Anyone who has used or learned C is no stranger to malloc. Everyone knows that malloc can allocate a contiguous memory space and can be freed by free when it's no longer needed. However, many programmers are not familiar with the inner workings of malloc, and some even consider it a system call or a keyword provided by the operating system. In reality, malloc is just a standard library function in C, and its basic implementation is not complicated. Any programmer with a basic understanding of C and the operating system can easily grasp it.

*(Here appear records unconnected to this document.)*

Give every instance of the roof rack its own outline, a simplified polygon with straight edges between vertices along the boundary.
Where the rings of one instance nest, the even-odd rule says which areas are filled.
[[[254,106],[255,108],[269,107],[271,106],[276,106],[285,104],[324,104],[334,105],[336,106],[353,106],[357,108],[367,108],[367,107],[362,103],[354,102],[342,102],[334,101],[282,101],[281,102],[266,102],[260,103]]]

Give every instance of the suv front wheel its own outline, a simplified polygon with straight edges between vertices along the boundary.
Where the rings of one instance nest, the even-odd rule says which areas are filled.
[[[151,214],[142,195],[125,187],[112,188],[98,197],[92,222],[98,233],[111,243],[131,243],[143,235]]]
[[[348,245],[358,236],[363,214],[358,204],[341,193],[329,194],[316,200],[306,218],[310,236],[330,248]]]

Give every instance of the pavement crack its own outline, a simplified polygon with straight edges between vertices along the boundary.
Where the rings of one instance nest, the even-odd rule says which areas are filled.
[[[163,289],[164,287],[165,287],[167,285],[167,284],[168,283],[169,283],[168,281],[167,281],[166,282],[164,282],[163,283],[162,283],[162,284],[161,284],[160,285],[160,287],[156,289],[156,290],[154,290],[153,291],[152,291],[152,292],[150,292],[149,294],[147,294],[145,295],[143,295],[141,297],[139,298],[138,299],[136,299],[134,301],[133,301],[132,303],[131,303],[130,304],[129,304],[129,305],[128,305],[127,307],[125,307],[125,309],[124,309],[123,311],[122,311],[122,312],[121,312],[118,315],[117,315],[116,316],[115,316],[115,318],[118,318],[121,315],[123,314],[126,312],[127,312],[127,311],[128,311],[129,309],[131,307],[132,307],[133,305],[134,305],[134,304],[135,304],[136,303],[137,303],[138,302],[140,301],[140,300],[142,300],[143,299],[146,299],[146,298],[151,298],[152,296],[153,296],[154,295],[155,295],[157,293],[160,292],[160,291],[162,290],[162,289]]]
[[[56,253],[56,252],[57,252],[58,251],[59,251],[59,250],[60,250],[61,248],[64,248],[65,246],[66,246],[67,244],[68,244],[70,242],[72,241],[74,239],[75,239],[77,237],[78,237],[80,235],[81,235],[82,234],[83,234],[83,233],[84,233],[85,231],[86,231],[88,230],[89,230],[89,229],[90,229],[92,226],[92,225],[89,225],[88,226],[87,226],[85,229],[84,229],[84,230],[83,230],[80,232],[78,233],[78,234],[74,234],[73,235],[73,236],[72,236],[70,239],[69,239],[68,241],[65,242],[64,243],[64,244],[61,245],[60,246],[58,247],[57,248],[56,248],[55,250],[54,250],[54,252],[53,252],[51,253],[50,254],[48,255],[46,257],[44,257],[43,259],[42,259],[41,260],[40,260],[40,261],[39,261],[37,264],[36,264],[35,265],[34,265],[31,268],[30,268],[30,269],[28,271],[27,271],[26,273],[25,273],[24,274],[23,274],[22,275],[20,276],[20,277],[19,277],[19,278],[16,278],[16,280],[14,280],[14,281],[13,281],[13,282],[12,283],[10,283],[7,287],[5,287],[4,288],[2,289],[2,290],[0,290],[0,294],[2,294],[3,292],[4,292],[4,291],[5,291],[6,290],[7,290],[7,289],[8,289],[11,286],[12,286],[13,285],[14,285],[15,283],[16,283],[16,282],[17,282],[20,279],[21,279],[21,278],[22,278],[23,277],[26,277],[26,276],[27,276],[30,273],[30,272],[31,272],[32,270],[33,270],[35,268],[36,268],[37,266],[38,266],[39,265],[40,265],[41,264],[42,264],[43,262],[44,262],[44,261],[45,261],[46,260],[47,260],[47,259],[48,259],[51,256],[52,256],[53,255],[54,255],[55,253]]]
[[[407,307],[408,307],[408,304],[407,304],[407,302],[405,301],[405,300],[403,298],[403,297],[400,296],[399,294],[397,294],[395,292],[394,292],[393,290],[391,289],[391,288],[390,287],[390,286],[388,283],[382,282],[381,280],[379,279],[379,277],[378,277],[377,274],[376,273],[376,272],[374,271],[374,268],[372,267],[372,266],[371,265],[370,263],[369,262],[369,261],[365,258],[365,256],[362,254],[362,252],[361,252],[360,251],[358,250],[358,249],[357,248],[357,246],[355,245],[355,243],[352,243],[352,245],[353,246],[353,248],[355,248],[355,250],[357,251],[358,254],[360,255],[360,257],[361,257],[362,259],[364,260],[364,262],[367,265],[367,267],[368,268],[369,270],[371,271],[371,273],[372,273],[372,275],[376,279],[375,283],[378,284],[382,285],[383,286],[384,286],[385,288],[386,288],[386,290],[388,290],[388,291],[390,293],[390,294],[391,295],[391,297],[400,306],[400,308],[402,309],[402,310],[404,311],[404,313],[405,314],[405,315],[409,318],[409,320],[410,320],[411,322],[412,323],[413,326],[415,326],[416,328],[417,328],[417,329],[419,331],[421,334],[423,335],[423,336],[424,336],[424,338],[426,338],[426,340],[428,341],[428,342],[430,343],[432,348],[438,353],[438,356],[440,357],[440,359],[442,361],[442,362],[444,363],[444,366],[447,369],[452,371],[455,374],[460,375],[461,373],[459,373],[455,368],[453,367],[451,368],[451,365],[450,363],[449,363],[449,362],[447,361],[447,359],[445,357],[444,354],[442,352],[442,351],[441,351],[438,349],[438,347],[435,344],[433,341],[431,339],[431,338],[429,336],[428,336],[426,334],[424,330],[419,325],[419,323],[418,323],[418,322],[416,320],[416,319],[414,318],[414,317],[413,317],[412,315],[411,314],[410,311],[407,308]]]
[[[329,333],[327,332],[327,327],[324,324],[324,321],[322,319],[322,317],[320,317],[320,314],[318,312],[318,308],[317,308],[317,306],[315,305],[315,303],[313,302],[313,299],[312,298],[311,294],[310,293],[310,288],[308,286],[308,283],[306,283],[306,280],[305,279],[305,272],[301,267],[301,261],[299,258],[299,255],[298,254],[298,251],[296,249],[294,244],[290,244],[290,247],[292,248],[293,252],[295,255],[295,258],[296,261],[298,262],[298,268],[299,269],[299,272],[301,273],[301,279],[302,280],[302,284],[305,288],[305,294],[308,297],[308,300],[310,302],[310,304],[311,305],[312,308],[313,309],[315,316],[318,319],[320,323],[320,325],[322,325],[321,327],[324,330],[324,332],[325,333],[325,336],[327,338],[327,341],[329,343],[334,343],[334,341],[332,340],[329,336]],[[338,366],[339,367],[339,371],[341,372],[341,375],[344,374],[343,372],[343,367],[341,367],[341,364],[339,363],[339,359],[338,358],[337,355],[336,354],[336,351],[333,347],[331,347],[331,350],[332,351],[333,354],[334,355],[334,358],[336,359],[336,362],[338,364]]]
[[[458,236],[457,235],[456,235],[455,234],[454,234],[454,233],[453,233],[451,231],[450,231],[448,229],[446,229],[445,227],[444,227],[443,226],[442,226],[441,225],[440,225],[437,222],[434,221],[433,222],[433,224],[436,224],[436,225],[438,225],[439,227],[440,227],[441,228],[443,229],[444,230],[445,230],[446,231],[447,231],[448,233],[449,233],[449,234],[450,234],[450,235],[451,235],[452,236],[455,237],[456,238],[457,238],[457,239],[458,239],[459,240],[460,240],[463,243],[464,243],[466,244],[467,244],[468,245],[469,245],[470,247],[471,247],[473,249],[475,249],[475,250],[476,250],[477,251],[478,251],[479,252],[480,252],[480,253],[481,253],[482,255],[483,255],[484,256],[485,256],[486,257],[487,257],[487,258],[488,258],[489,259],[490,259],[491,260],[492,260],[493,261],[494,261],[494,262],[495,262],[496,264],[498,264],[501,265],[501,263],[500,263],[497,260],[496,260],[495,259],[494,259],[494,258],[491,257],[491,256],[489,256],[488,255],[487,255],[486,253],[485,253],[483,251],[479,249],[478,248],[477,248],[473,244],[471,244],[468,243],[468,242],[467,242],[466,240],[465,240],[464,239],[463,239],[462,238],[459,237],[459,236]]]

This article explains the mechanism behind malloc by implementing a simple version of it. Although this implementation is not as efficient as existing C standard library implementations (like glibc), it is much simpler than real-world implementations, making it easier to understand. What’s important is that this implementation follows the same principles as actual implementations.

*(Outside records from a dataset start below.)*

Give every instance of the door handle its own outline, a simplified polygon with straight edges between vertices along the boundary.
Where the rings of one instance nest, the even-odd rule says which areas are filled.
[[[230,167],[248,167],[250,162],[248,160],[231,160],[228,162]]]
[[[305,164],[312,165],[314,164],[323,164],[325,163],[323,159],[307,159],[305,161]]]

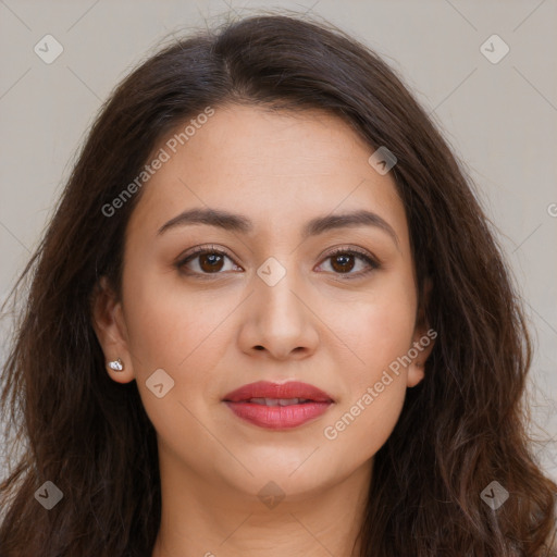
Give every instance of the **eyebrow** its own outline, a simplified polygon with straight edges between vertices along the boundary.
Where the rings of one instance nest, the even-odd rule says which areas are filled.
[[[231,213],[218,209],[189,209],[180,213],[163,224],[158,234],[175,228],[177,226],[187,226],[190,224],[206,224],[209,226],[218,226],[219,228],[247,234],[253,231],[253,223],[242,214]],[[304,226],[301,236],[304,239],[309,236],[317,236],[331,230],[356,227],[356,226],[374,226],[386,232],[395,244],[398,246],[398,236],[395,231],[384,219],[371,211],[359,210],[342,214],[327,214],[317,216]]]

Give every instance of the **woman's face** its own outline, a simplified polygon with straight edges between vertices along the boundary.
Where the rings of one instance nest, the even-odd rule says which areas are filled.
[[[125,364],[109,373],[137,381],[161,471],[245,497],[272,481],[292,499],[367,474],[431,348],[412,350],[425,327],[391,173],[319,111],[218,108],[184,145],[172,137],[126,231],[122,300],[96,313],[107,360]],[[231,395],[258,382],[325,396]]]

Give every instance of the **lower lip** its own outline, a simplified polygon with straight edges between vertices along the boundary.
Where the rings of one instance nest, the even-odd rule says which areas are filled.
[[[253,403],[226,401],[228,408],[238,418],[270,430],[297,428],[326,412],[331,404],[305,403],[289,406],[265,406]]]

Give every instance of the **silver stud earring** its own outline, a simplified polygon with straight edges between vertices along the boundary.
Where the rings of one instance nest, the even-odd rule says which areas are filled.
[[[117,358],[116,360],[113,360],[113,361],[109,361],[108,367],[112,371],[122,371],[124,369],[124,364],[122,363],[122,360],[120,358]]]

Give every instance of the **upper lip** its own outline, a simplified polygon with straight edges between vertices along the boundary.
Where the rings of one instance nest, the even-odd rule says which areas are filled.
[[[242,403],[251,398],[305,398],[315,403],[333,403],[331,396],[320,388],[299,381],[287,383],[271,383],[258,381],[243,385],[224,396],[223,400],[228,403]]]

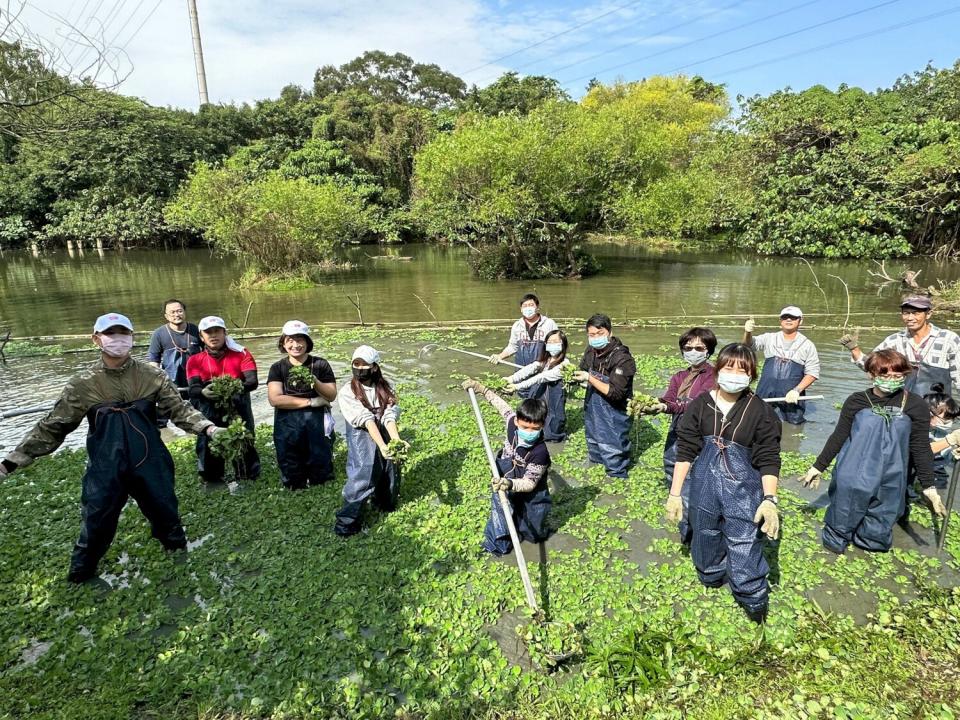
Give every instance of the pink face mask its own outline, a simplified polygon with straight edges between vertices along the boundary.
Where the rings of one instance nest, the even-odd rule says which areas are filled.
[[[133,335],[101,335],[100,349],[110,357],[126,357],[133,349]]]

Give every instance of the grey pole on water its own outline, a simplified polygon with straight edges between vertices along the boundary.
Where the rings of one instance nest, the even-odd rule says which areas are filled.
[[[950,487],[947,488],[947,514],[940,523],[940,537],[937,538],[937,552],[942,553],[947,543],[947,528],[950,526],[950,515],[953,513],[953,503],[957,497],[957,479],[960,477],[960,460],[954,460],[953,472],[950,473]]]
[[[193,61],[197,66],[197,89],[200,91],[200,104],[210,102],[207,95],[207,71],[203,65],[203,46],[200,44],[200,19],[197,17],[197,0],[187,0],[190,13],[190,34],[193,36]]]
[[[490,438],[487,437],[487,428],[483,424],[483,415],[480,413],[480,405],[477,403],[477,394],[473,388],[467,390],[470,396],[470,403],[473,405],[473,413],[477,416],[477,425],[480,427],[480,437],[483,440],[483,449],[487,452],[487,461],[490,463],[490,472],[494,478],[500,477],[500,471],[497,469],[497,461],[493,458],[493,449],[490,447]],[[513,524],[513,514],[510,512],[510,501],[503,490],[497,492],[497,498],[500,500],[500,509],[503,511],[503,517],[507,521],[507,530],[510,532],[510,540],[513,542],[513,554],[517,557],[517,567],[520,569],[520,577],[523,579],[523,589],[527,593],[527,604],[537,612],[537,597],[533,593],[533,583],[530,582],[530,573],[527,572],[527,560],[523,557],[523,551],[520,549],[520,536],[517,535],[517,528]]]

The article will first introduce some fundamental concepts, such as how the operating system manages memory for processes and related system calls. Then, it will gradually build a simple version of malloc. For simplicity, the discussion will focus on the x86_64 architecture and the Linux operating system.
1. What is malloc
2. Preliminary Knowledge
2.1 Linux Memory Management
2.1.1 Virtual Memory Address and Physical Memory Address
2.1.2 Page and Address Composition
2.1.3 Memory Pages and Disk Pages
2.2 Linux Process Level Memory Management
2.2.1 Memory Layout
2.2.2 Heap Memory Model
2.2.3 brk and sbrk
2.2.4 Resource Limit and rlimit
3. Implementing Malloc
3.1 Toy Implementation
3.2 Formal Implementation
3.3 Legacy Issues and Optimization
4. Other References
1. What is malloc
Before implementing malloc, it’s essential to define it formally. According to the C standard library, the prototype of malloc is:
void* malloc(size_t size);
The function should allocate a contiguous block of memory in the system. The allocated memory must be at least the size specified by the 'size' parameter. The return value is a pointer to the start of the allocated memory. The addresses returned by multiple calls to malloc must not overlap unless the previously allocated memory is freed. Malloc should complete the allocation quickly without using NP-hard algorithms. Additionally, both realloc and free functions must be implemented alongside malloc.
2. Preliminary Knowledge
Before diving into the implementation of malloc, it's crucial to understand some Linux memory-related concepts.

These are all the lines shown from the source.